Ils sont filous, ces Romains
En faisant son miel d'événements politiques authentiques pour les incorporer au sein d'une "pure" fiction, Suburra franchit nettement un cap. Sollima conjugue dans un temps resserré, propice à la cristallisation du drame, des situations plus que plausibles, malheureusement banales en Italie — où les gouvernements tombent plus souvent que les parrains des mafias. Elles en gagnent un relief exceptionnel tout en asseyant cette image déjà bien ancrée dans les esprits (encore davantage depuis Il Divo de Sorrentino ou Le Caïman de Moretti) d'une nation de la combinazione, au système parlementaire rongé par la gangrène de la corruption et de la prévarication. La caste haute se retrouve manipulée par une caste basse s'engouffrant dans les moindres interstices pour la conquérir et la vassaliser. Chose aisée : une pomme pourrie suffit, en l'occurrence un député "mouillé" dans une sale affaire, pour que l'assemblée soit contrôlée par la mafia.

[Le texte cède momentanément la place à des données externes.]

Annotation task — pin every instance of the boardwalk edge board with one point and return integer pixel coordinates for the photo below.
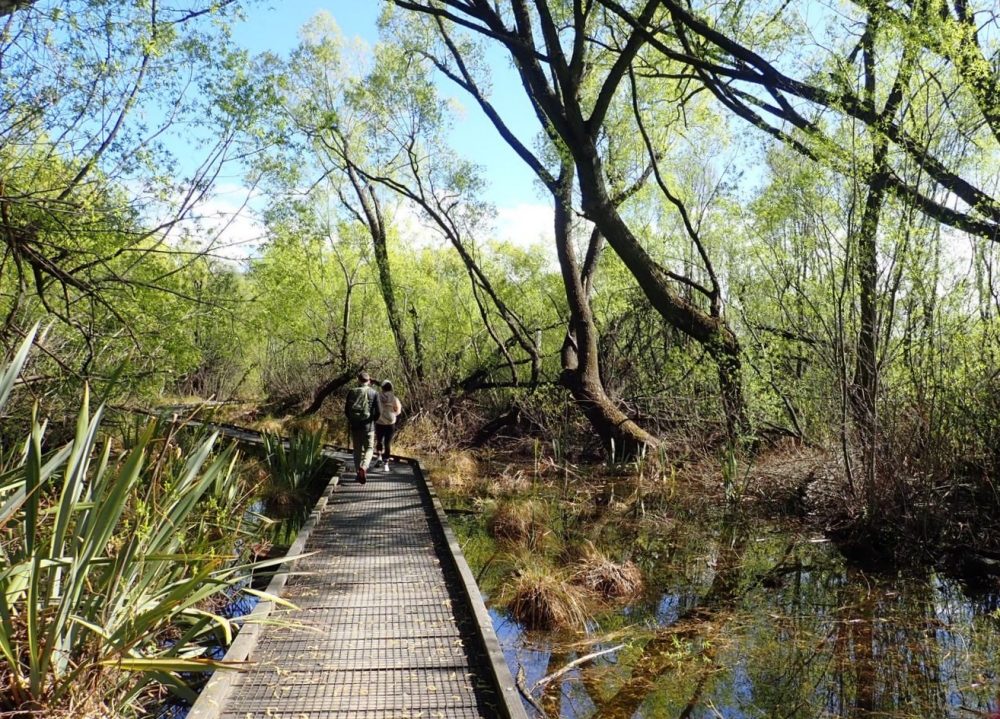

Quant à l'autorité morale supposée incarnée par le Saint-Siège, elle est fantomatique : le Vatican n'existe plus que par sa banque ! Révélant en sus les conflits générationnels, territoriaux et ethniques divisant une pègre grouillant de figures pittoresques, Suburra fait œuvre d'analyse sociologique du milieu. Et ce, sans jamais rompre le rythme nerveux du polar. Une excellente surprise.
Suburra
De Stefano Sollima (It, 2h15) Avec Pier Francesco Favino, Elio Germano, Claudio Amendola...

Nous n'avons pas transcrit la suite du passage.